Despite Hsu’s general silence on politics—apart from criticizing Taiwan’s president in June due to the shortage of vaccines—Chinese commenters have accused her of supporting Taiwan’s independence. Many comments on her Weibo page tell her never to come back to China if she’s not willing to live in the country with her children full time. There are sympathetic voices toward Hsu as well, mostly from Chinese women who feel Wang is exploiting patriotism to promote his business even at the cost of his wife’s feelings, and who say she has sacrificed too much for the marriage.

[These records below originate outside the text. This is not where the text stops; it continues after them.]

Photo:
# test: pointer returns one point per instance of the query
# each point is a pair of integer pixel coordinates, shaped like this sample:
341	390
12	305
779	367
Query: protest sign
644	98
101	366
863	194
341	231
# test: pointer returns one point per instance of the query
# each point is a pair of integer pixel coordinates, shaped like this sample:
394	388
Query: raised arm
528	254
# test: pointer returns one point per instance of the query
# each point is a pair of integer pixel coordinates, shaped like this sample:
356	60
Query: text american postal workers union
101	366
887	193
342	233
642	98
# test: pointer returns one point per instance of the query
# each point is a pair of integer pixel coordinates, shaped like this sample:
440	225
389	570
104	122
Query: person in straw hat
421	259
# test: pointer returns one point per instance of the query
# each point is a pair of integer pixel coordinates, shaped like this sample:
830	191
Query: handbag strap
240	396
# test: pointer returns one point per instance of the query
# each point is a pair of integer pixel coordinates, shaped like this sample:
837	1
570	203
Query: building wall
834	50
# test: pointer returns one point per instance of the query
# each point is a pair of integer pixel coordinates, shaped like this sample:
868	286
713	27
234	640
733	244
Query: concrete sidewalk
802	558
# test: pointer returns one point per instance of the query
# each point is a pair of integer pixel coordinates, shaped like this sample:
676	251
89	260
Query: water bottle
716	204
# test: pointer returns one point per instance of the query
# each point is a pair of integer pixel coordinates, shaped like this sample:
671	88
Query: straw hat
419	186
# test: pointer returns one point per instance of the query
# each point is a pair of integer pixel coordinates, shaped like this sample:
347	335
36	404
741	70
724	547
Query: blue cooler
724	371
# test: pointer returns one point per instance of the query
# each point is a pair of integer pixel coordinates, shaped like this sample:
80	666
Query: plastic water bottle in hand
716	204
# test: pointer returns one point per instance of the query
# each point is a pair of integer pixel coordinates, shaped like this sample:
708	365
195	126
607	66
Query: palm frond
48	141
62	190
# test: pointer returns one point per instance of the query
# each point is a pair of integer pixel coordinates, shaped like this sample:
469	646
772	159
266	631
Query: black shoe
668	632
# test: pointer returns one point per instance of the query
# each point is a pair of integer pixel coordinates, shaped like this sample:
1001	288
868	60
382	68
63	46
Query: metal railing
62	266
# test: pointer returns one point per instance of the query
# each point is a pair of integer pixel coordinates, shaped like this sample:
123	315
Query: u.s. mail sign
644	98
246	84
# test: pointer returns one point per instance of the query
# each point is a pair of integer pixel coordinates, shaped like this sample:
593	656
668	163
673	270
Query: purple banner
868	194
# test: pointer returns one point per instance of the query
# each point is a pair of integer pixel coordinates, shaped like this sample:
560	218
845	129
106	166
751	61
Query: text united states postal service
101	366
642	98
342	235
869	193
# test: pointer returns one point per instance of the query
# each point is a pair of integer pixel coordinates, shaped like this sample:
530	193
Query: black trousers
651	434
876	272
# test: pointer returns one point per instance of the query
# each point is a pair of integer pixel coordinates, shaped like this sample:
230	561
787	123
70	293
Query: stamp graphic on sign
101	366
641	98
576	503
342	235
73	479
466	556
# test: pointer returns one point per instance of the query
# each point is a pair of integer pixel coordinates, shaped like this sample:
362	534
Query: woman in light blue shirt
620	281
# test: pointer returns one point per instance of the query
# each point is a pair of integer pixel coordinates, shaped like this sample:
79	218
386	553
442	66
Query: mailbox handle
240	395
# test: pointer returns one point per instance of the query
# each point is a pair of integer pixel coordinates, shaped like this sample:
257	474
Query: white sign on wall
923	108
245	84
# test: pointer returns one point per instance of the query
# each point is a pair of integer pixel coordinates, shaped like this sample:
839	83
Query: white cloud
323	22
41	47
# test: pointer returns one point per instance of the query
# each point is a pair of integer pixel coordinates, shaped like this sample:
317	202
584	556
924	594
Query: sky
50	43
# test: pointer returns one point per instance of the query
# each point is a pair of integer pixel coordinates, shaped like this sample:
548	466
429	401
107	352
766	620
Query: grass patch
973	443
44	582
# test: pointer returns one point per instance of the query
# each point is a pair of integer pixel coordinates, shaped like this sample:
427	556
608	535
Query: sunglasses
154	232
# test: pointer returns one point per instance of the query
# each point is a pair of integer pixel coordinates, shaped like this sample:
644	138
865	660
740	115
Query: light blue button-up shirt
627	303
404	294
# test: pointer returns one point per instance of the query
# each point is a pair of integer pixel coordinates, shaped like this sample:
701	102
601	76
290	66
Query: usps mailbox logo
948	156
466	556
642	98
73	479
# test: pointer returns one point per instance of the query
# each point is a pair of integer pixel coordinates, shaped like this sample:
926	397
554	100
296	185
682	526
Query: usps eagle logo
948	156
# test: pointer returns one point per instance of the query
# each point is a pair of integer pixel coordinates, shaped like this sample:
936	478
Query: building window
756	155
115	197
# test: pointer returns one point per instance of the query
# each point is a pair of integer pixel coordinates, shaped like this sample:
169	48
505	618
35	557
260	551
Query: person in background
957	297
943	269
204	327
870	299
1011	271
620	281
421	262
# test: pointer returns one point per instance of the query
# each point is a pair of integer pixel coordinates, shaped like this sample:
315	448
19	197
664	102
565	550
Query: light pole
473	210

Alongside the more emphatic rhetoric, China has increased its shows of force around the island. In the first week of October, starting on China’s Oct. 1 National Day, it sent some 150 military aircraft into the island’s Air Defence Identification Zone, a buffer area Taiwan monitors outside its sovereign airspace.A Taiwanese professional who lives in Hong Kong said he had noted the change, even though “the threat of war from China has always had a strong presence.” “I’m pretty used to the talk of ‘recovering Taiwan’ from the Chinese side, but the frequency of such talk seems to have increased recently,” he said, asking not to use his name.

Relations have been on the downswing since 2016, after the election of president Tsai Ing-wen, of the independence-leaning Democratic Progressive Party. Taiwan’s increasing closeness to the US, which made $5 billion in arms sales to the island in 2020, has also irritated Beijing. President Joe Biden recently rattled Beijing by saying he is committed to defending Taiwan in case of an attack by China—a departure from the US stance of strategic ambiguity on the matter (The White House later walked back the statement).